Andrea Kdolsky: Ich gebe Ihnen Recht, dass eine Ordinationsschließung der niedergelassenen ÄrztInnen als Streik im Sinne der Rechte von ArbeitnehmerInnen zu sehen sind, umso mehr als sie sich natürlich wirtschaftlich selbst benachteiligen. Glaube aber, dass es in einer Demokratie jedem zugestanden sein muss seine Ängste aber auch Vorschläge bei Änderungen einzubringen. Die von Ihnen angesprochenen AVZ werden in einer Arbeitsgruppe in meinem Ministerium unter Teilnahme der österreichischen Ärztekammer gerade entwickelt. Wir hoffen bis Ende des Jahres eine zufrieden stellende Lösung präsentieren zu können. Ich bin überzeugt, dass die Implementierung der AVZ ein weiterer wichtiger Schritt zur Stärkung der wohnortnahen medizinischen Versorgung darstellen.

Mick_Jagger: Was kommt in der 2. Phase der Reform ab Herbst?

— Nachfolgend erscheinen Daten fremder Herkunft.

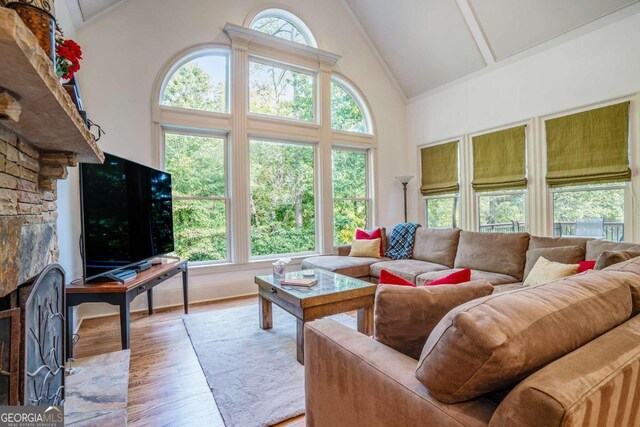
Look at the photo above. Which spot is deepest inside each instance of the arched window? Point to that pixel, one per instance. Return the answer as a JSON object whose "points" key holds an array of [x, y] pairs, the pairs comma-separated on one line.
{"points": [[198, 81], [347, 111], [283, 24]]}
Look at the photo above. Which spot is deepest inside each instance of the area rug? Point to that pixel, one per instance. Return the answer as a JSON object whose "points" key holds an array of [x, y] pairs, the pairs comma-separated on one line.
{"points": [[253, 373]]}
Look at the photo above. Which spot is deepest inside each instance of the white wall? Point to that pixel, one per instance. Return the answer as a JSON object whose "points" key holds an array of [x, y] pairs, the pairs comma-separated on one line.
{"points": [[124, 51], [596, 67]]}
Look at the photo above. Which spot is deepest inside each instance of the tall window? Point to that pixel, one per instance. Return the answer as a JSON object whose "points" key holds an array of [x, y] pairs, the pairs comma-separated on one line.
{"points": [[199, 82], [283, 219], [281, 92], [200, 202], [587, 170], [502, 213], [285, 25], [442, 211], [346, 112], [351, 201], [596, 211]]}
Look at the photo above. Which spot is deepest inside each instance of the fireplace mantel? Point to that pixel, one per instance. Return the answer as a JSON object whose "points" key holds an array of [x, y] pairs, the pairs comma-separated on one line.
{"points": [[37, 107]]}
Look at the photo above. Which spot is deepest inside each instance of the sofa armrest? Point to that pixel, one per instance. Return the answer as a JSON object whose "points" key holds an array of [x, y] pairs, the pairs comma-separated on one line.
{"points": [[405, 316], [351, 379], [342, 250]]}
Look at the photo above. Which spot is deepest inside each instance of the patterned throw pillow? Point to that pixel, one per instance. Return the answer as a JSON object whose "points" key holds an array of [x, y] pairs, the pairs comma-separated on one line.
{"points": [[402, 239]]}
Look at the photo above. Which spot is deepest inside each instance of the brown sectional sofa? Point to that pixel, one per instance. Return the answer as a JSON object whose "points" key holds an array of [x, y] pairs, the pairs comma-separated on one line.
{"points": [[565, 353], [500, 258]]}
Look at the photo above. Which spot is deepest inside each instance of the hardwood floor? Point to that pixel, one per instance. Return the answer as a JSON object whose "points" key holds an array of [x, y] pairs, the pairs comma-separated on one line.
{"points": [[166, 384]]}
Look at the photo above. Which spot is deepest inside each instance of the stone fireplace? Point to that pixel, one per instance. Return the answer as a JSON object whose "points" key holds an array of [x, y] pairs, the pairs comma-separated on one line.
{"points": [[41, 134], [31, 321]]}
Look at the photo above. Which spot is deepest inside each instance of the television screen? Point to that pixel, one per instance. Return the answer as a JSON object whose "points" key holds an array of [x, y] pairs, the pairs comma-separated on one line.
{"points": [[127, 214]]}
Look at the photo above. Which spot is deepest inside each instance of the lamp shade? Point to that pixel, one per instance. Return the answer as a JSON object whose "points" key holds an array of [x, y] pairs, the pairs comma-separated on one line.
{"points": [[404, 179]]}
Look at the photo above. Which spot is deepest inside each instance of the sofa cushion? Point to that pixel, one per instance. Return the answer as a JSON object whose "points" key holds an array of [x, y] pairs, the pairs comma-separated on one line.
{"points": [[494, 342], [493, 278], [561, 254], [365, 248], [387, 278], [496, 252], [348, 266], [596, 385], [404, 317], [405, 268], [437, 246], [460, 276], [633, 267], [546, 271], [608, 258], [553, 242], [507, 288], [596, 247]]}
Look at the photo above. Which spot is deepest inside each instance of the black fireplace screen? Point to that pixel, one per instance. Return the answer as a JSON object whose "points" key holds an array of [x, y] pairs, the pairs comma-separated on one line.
{"points": [[43, 338]]}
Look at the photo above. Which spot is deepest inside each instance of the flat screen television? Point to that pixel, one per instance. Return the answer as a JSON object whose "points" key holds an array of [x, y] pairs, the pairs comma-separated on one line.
{"points": [[127, 216]]}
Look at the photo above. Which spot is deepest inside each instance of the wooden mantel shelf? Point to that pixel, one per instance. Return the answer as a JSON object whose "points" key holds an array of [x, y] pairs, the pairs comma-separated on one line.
{"points": [[48, 118]]}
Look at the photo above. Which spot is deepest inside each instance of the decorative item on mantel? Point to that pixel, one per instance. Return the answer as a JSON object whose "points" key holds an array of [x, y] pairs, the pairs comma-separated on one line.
{"points": [[404, 180], [38, 17]]}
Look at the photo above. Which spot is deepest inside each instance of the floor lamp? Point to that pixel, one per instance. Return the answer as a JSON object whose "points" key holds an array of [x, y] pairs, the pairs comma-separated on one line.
{"points": [[404, 180]]}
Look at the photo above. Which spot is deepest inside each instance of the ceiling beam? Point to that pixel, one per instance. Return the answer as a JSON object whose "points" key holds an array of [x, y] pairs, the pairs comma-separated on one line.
{"points": [[376, 53], [475, 27]]}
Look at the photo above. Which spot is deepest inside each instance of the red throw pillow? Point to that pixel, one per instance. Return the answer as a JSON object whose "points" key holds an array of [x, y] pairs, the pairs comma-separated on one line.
{"points": [[586, 265], [387, 278], [461, 276], [375, 234]]}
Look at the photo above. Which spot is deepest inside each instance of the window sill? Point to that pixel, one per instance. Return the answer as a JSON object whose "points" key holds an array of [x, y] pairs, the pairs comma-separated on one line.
{"points": [[229, 267]]}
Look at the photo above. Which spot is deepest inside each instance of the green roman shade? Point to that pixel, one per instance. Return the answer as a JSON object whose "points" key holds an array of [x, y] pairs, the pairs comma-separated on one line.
{"points": [[589, 148], [440, 169], [499, 160]]}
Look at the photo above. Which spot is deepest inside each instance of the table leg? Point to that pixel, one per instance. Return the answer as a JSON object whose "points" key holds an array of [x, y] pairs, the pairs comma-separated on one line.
{"points": [[150, 301], [124, 322], [69, 340], [300, 340], [365, 320], [185, 284], [266, 313]]}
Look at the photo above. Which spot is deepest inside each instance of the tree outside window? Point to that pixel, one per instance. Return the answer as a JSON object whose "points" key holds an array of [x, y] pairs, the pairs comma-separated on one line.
{"points": [[350, 193], [283, 217]]}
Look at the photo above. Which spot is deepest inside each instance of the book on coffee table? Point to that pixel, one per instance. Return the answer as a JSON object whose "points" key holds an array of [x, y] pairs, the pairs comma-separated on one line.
{"points": [[306, 283]]}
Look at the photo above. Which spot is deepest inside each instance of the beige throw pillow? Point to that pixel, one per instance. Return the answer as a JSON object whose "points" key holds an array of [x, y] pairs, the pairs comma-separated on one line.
{"points": [[545, 271], [365, 248]]}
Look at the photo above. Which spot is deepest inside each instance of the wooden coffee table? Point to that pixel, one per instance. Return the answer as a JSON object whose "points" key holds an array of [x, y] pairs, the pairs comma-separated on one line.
{"points": [[333, 294]]}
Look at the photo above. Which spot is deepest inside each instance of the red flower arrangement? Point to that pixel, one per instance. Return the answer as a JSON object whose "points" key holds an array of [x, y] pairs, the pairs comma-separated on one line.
{"points": [[68, 56]]}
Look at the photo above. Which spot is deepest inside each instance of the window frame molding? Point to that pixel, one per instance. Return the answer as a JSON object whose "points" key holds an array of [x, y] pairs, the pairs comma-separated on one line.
{"points": [[538, 196], [224, 136], [287, 14], [369, 199], [632, 188], [355, 93], [239, 127], [529, 201], [316, 195]]}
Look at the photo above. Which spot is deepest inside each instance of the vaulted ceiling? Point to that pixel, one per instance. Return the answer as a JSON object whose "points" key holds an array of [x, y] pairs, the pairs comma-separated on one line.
{"points": [[428, 43]]}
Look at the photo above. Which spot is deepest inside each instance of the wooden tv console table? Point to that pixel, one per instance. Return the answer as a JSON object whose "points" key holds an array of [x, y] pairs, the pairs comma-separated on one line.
{"points": [[121, 294]]}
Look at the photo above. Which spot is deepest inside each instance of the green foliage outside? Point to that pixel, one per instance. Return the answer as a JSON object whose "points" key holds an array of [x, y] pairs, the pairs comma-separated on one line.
{"points": [[349, 182], [280, 28], [443, 212], [282, 175], [282, 198], [280, 92], [502, 209], [191, 87], [345, 112]]}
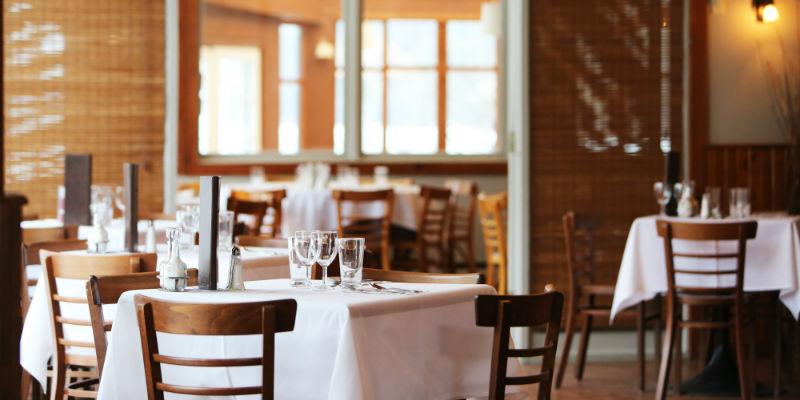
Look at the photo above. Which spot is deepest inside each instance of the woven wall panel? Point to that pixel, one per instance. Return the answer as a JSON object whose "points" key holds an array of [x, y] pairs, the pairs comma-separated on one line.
{"points": [[83, 76], [598, 117]]}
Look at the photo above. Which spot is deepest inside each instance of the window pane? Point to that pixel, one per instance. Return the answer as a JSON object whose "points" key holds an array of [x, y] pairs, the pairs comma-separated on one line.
{"points": [[412, 112], [289, 123], [471, 112], [372, 44], [412, 42], [469, 46], [289, 46], [372, 112]]}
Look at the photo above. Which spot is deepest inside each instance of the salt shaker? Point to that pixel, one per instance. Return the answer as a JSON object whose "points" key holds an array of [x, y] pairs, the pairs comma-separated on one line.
{"points": [[235, 273]]}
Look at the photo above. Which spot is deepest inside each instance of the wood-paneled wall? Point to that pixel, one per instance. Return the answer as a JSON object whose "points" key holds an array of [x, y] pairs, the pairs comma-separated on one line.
{"points": [[83, 76]]}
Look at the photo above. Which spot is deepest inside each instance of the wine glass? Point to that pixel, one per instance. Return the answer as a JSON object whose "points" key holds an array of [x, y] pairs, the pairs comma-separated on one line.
{"points": [[304, 249], [325, 252], [662, 193]]}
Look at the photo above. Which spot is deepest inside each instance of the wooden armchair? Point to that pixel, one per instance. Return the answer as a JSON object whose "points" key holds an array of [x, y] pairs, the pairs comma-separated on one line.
{"points": [[463, 201], [265, 318], [375, 229]]}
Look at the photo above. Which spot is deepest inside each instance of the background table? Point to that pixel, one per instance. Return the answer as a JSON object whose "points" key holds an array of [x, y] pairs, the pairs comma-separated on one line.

Andrea Kdolsky: Einerseits werden wir ab Herbst die Strukturqualitätskriterien für die Spitäler vorgeben und damit auch notwendige Strukturverbesserungen im Spitalsbereich anregen; weiters werden wir die leistungsorientierte Krankenanstaltenfinanzierung (LKF), die derzeit nur den spitalsstationären Bereich betrifft auf den ambulanten und tagesklinischen Bereich ausweiten (Vergleichbarkeit) und bis Ende des Jahres sind die Bundesländer aufgefordert die regionalen Strukturpläne Gesundheit (RSG) die erstmalig eine Planung des Spitals UND des niedergelassenen Bereichs vorgeben dem Ministerium vorzulegen. Weiters werden wir im Bereich der Ausbildung der Allgemeinmediziner und diplomierten Gesunden- und Krankenpflegebereiches Reformen vorlegen.

UserInnenfrage per Mail: Was kosten eigentlich Ihre Inserate in diversen österreichischen Tageszeitungen den Steuerzahler? Wieso haben Sie es nötig auf diese Art und Weise um Sympathie zu buhlen?

Andrea Kdolsky: Es geht nicht um Sympathie, sondern um Aufklärung. In der leider sehr emotionalen Diskussion der letzen Wochen wurden vor allem die PatientInnen durch gezielte Fehlinformation verunsichert. Es ist Aufgabe des Gesundheitsministeriums dieser Verunsicherung entgegen zu treten. Die Kosten sind durch das entsprechende Werbebudget des Ressorts abgedeckt. Im Gegensatz zu anderen Ministerien (Bildung, Frauen, Verteidigung) ist von Seiten des Gesundheits- Familien- und Jugendministeriums bis auf eine Kampagne (Flexibilisierung des Kinderbetreuungsgeldes) keine weitere groß angelegte Inseratenkampagne durchgeführt worden. Wir sind überzeugt hier einen wichtigen Schritt zur Aufklärung gesetzt zu haben.

ModeratorIn: Vielen Dank für die spannende Diskussion und dass Sie sich Zeit genommen haben die kritischen Fragen unserer Userinnen und User zu beantworten.

Andrea Kdolsky: Auch ich habe mich sehr gefreut den UserInnen auf ihre spannenden Fragen Rede und Antwort zu stehen. Ich weiß, dass das Thema Gesundheit ein ganz wesentliches ist und wir noch viel mehr an öffentlicher Information weitergeben müssen und bedanke mich bei derStandard.at für diese Möglichkeit, die ich gerne bald wieder nutzen werde. Ich wünsche allen noch einen schönen sonnigen Frühsommertag.